McKiernan, who also co-produced the documentary special The Spirit of Crazy Horse, which aired recently on PBS' Frontline, explains, "There is an illusion of safety when the camera is in front of your face.  Although it is not a shield from the danger or the reality of the situation you are filming, it creates a kind of distance.  I'm very good at calculating the risks, but sometimes I must calculate them under extreme duress.

"I constantly ask myself, 'How good am I before I make mental errors?' I believe I know when to quit; however, I am usually sleep-deprived and running on empty while I am making those decisions.  I have learned, though, that it is okay not to always go after the gold.  I have learned to sometimes settle for the silver and be happy with that shot.  There is a moment in every cameraman's life when you know you've done enough.  Knowing when to quit is everything, but at the same time, it is also a very hard decision to make."

McKiernan acknowledges the dangers of staying too long in a volatile situation.  "Your presence always changes things," he notes.  "It is impossible to be there as just a fly on the wall.  You can completely change the tone and the outcome of an event just by being there with a camera."
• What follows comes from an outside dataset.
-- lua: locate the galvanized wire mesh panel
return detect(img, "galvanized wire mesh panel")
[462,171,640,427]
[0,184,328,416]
On more than one occasion, locals in various places have offered to stir things up by verbally harrassing villagers and throwing rocks at them.  "Do we make things worse or better?" McKiernan wonders, adding with a sigh, "Sometimes they see us as snitches, when we simply point our cameras at the truth.  Still, the personal fulfillment and rewards are great - even in the most dire of circumstances."